As stated above, the cash asset ratio is intended to give investors a worst-case scenario regarding a company’s ability to pay their short-term obligations. However, many analysts and investors would hold the opinion that, in most cases, a company sitting on a large amount of cash could find more productive uses for that cash including returning it to shareholders in the form of dividends, initiating a share buyback program, or making an investment in research and development. For this reason, many investors may only look at this ratio if they perceive the company to be in financial trouble.

Also, like any ratio, a company’s cash asset ratio should be looked at compared to its industry and sector. In some cases, a higher or lower cash asset ratio is normal.

The final word on cash asset ratio

The cash asset ratio is a liquidity ratio that creates a worst case scenario for a business and its cash flow. A healthy business should have enough assets to meet its short-term debt obligations. However, in the world of financial accounting, assets like accounts receivable and inventory are not always the best measure of a company’s solvency, particularly if the business is in distress.

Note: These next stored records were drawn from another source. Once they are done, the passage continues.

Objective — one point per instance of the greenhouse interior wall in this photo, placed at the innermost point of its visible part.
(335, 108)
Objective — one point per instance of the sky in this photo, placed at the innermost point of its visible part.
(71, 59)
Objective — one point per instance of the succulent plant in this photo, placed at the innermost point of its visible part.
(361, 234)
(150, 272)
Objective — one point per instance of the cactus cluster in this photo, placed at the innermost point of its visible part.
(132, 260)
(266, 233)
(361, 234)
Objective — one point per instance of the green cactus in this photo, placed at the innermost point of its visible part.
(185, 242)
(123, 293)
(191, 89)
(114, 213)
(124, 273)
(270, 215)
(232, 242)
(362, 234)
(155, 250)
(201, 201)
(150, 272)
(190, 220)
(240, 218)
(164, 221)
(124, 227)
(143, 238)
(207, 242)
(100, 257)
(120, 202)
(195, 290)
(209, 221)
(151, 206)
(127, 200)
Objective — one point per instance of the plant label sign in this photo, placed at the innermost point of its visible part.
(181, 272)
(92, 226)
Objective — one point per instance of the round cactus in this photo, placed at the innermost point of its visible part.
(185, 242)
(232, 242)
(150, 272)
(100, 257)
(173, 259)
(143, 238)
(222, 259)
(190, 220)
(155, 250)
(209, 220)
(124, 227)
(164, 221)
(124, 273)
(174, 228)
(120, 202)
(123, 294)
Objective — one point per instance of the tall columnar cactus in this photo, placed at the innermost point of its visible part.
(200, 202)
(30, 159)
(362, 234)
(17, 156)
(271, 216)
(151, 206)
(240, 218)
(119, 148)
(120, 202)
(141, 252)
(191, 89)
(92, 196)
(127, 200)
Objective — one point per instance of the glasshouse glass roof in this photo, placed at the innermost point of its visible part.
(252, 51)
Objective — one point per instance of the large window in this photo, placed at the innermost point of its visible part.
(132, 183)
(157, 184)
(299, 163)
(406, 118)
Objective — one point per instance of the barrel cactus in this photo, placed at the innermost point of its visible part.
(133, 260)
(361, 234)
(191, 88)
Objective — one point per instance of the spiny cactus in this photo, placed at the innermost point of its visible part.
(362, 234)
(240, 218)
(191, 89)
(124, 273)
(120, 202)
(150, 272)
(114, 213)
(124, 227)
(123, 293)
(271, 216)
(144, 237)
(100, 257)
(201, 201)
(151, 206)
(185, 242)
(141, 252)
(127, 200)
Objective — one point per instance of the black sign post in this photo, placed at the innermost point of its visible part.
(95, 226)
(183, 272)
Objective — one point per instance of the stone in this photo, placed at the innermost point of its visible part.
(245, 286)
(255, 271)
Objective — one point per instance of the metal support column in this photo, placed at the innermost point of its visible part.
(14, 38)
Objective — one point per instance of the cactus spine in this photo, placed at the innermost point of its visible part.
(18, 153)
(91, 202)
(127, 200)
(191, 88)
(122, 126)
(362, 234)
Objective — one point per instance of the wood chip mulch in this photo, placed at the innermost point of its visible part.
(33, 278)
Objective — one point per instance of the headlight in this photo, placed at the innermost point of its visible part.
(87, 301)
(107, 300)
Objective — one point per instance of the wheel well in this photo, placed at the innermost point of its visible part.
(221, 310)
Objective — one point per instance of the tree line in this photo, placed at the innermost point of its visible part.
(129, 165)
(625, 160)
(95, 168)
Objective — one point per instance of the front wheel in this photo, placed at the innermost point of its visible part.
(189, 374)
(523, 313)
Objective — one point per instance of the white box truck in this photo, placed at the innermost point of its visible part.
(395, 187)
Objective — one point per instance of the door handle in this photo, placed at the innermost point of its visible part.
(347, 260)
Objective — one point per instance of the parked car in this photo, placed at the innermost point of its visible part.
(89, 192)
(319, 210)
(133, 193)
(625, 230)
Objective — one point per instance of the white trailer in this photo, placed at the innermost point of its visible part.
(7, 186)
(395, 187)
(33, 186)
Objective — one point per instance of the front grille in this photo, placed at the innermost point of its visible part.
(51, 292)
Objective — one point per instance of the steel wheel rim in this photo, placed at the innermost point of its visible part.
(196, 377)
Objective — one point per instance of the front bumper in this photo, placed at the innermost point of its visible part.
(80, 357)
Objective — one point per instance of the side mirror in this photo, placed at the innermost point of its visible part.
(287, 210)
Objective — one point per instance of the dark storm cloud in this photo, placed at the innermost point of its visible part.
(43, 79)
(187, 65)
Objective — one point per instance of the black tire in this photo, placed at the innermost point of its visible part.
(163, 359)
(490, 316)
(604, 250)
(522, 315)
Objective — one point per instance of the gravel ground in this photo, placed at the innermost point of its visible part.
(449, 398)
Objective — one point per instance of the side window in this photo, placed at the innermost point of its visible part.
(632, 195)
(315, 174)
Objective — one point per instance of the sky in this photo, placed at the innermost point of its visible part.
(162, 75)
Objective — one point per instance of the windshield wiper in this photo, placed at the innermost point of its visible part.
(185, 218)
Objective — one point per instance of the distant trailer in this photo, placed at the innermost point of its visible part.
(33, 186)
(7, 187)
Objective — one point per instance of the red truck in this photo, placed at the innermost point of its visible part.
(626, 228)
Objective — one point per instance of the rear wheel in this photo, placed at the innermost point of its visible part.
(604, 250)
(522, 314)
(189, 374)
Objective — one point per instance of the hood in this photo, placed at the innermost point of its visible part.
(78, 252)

The cash asset ratio, therefore, only accounts for cash and cash equivalents when assessing a company's ability to meet its short-term debt obligations. For this reason, it is considered one of the most stringent measurements that analysts use. And that also, frankly, is a reason why some analysts don't use it unless the company is showing other signs of financial problems. For an otherwise healthy company, a cash asset ratio that is too high can also be a concern because it shows that the business is not efficiently using their cash on hand, or their management is not being imaginative enough to make investments in the company’s future growth. Also, a company’s cash asset ratio must be viewed with regard to other companies in their industry or sector in order to be properly interpreted.